Search code examples
linuxbashshellslurmsbatch

How to generate different scripts to run on each directory in linux?


I have a directory main in which there are around 100 directories. For example it looks like below:

main
 |__ test_1to50000
 |__ test_50001to60000
 |__ test_60001to70000
 |__ test_70001to80000
 |__ test1.sh

I have a sbatch script test1.sh to run on the first directory.

#!/bin/bash

#SBATCH --job-name=sbatchJob   
#SBATCH --cpus-per-task=16       
#SBATCH --mem-per-cpu=8G    
#SBATCH --time=1-00:00:00
#SBATCH --qos=1day
if [ -f ~/.bashrc ] ; then
    . ~/.bashrc
fi

module load Perl/5.28.0-GCCcore-8.2.0

perl path/to/software --cpu 16 --run /path/to/test_1to50000 command /path/to/test_1to50000/software.`date +"%m_%d_%y_%H-%M-%S"`.log

I have 100 directories, so I would like to create each script for each directory and submit the scripts.
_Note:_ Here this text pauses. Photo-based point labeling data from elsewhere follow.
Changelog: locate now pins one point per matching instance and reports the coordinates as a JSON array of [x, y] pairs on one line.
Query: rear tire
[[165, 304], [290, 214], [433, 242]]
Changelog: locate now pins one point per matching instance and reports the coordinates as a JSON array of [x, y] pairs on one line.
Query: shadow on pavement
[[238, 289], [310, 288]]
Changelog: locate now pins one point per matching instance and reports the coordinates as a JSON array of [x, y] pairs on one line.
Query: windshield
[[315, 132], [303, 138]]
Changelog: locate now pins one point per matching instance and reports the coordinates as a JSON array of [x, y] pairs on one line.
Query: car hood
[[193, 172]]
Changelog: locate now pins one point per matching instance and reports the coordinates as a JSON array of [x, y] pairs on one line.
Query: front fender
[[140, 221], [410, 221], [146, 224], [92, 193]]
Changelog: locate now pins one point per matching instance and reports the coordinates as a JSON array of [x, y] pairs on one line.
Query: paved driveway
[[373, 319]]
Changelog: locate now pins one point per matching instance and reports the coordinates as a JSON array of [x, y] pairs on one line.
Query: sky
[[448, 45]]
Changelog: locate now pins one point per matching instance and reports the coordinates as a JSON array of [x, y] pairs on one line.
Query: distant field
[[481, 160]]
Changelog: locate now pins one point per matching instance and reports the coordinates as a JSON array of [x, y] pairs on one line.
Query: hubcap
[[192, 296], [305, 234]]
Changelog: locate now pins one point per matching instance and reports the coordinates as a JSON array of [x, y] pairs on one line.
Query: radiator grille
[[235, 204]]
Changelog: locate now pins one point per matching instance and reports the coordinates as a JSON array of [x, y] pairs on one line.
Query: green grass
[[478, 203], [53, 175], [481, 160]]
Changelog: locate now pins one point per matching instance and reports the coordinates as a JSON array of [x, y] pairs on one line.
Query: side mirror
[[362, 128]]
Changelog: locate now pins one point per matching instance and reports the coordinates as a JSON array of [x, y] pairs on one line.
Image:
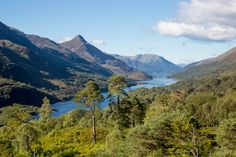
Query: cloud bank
[[206, 20], [98, 42], [67, 38]]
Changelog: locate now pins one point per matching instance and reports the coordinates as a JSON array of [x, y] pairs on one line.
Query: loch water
[[67, 106]]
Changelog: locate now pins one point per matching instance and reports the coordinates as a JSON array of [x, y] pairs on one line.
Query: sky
[[182, 31]]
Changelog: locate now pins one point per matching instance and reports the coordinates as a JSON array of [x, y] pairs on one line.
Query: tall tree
[[90, 98], [45, 111], [116, 85]]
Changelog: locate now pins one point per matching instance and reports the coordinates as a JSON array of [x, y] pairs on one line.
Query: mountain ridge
[[152, 64]]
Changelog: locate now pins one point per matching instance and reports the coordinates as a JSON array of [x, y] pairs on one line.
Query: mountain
[[54, 70], [223, 63], [43, 65], [153, 65], [82, 48]]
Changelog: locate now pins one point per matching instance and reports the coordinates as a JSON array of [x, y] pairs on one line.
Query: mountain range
[[151, 64], [55, 69], [222, 63]]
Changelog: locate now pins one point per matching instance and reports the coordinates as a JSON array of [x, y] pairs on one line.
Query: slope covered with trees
[[190, 118]]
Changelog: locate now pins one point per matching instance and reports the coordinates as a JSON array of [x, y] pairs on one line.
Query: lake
[[67, 106]]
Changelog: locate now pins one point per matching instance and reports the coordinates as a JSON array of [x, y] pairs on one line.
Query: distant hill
[[82, 48], [223, 63], [53, 68], [12, 92], [154, 65]]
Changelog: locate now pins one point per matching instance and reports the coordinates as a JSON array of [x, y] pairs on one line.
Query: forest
[[191, 118]]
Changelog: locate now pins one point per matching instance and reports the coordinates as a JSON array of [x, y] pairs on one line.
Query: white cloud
[[67, 38], [98, 42], [209, 20]]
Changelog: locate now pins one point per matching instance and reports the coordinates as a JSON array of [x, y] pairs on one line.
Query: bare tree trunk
[[94, 125], [118, 99]]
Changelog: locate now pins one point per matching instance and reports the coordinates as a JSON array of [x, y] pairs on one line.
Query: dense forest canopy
[[195, 117]]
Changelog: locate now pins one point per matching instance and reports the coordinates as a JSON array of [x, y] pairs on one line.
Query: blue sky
[[128, 27]]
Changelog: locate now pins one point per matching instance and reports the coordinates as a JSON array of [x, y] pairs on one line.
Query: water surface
[[67, 106]]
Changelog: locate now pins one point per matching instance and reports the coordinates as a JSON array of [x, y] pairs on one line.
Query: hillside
[[154, 65], [82, 48], [223, 63], [12, 92]]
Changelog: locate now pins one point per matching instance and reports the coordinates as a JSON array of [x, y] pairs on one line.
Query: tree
[[116, 85], [45, 111], [90, 98], [27, 139], [138, 112]]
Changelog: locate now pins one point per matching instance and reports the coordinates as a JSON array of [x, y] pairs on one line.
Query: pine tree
[[90, 98]]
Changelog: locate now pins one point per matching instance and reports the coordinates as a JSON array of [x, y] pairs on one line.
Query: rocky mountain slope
[[82, 48], [154, 65], [223, 63]]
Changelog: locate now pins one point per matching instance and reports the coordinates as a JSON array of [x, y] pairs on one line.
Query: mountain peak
[[79, 38]]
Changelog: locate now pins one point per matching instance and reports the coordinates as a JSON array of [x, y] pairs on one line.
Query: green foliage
[[116, 85], [45, 111], [194, 118]]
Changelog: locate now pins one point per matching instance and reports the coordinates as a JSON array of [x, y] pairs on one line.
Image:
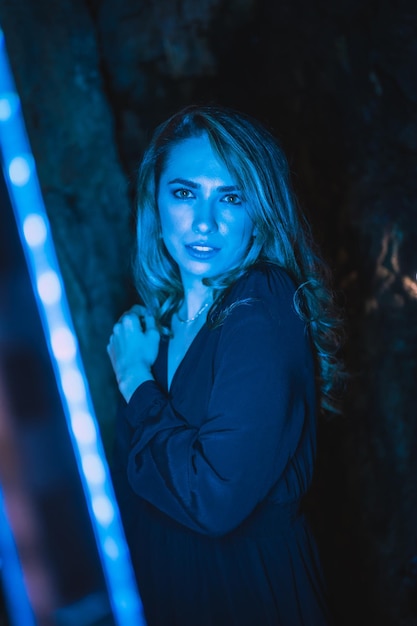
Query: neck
[[195, 299]]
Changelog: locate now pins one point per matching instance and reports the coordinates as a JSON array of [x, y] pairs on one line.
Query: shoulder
[[264, 290]]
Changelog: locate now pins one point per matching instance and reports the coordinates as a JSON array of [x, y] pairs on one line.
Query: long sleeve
[[209, 471]]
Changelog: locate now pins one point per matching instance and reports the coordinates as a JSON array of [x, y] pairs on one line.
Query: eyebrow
[[193, 185]]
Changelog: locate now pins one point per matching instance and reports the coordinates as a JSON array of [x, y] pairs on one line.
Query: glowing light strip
[[19, 610], [33, 225]]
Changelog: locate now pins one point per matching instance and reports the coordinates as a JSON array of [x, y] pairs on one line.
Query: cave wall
[[337, 83]]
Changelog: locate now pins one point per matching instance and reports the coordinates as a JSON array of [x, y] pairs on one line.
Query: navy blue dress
[[210, 475]]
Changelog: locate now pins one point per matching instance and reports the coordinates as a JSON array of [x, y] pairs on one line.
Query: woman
[[222, 370]]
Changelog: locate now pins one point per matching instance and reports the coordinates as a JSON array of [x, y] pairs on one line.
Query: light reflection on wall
[[25, 195]]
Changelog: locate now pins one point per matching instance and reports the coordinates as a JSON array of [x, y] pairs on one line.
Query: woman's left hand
[[132, 349]]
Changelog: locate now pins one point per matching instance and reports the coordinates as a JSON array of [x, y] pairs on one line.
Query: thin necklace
[[191, 319]]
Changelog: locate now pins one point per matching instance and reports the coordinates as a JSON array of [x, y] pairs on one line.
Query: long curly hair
[[257, 163]]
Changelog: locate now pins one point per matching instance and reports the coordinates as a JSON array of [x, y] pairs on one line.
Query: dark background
[[337, 83]]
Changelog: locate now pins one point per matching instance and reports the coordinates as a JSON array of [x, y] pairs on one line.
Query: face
[[205, 224]]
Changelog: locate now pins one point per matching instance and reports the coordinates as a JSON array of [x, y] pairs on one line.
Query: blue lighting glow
[[20, 169], [8, 106], [11, 575], [49, 287], [34, 230], [33, 225], [63, 344]]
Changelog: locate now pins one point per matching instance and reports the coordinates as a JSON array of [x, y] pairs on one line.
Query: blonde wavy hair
[[259, 166]]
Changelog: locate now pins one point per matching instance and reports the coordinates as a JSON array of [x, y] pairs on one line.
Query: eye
[[232, 198], [183, 194]]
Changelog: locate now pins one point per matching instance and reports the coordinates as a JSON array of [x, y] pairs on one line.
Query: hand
[[133, 348]]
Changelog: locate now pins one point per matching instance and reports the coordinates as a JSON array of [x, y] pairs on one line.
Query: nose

How to generate sbatch scripts for all the other directories like above?


Solution

  • Your best option is to use a job array with a script like this:

    #!/bin/bash
    #SBATCH --array=0-3   # 3 == number of dirs - 1
    #SBATCH --job-name=sbatchJob   
    #SBATCH --cpus-per-task=16       
    #SBATCH --mem-per-cpu=8G    
    #SBATCH --time=1-00:00:00
    #SBATCH --qos=1day
    if [ -f ~/.bashrc ] ; then
        . ~/.bashrc
    fi
    
    module load Perl/5.28.0-GCCcore-8.2.0
    DIRS=(main/*/)    # This array will hold all directories
    CURRDIR="${DIRS[$SLURM_ARRAY_TASK_ID]}" # This is the directory taken care of by the current job
    
    perl path/to/software --cpu 16 --run "$CURRDIR" command "$CURRDIR"/software.`date +"%m_%d_%y_%H-%M-%S"`.log
    

    This will create a job array with one job per directory. You will need to setup the correct amount of jobs in the array to correspond to the number of directories. But then, with the array, you can manage all the jobs with a single command, get a single email when all jobs are finished, and it eases the work of the scheduler a lot.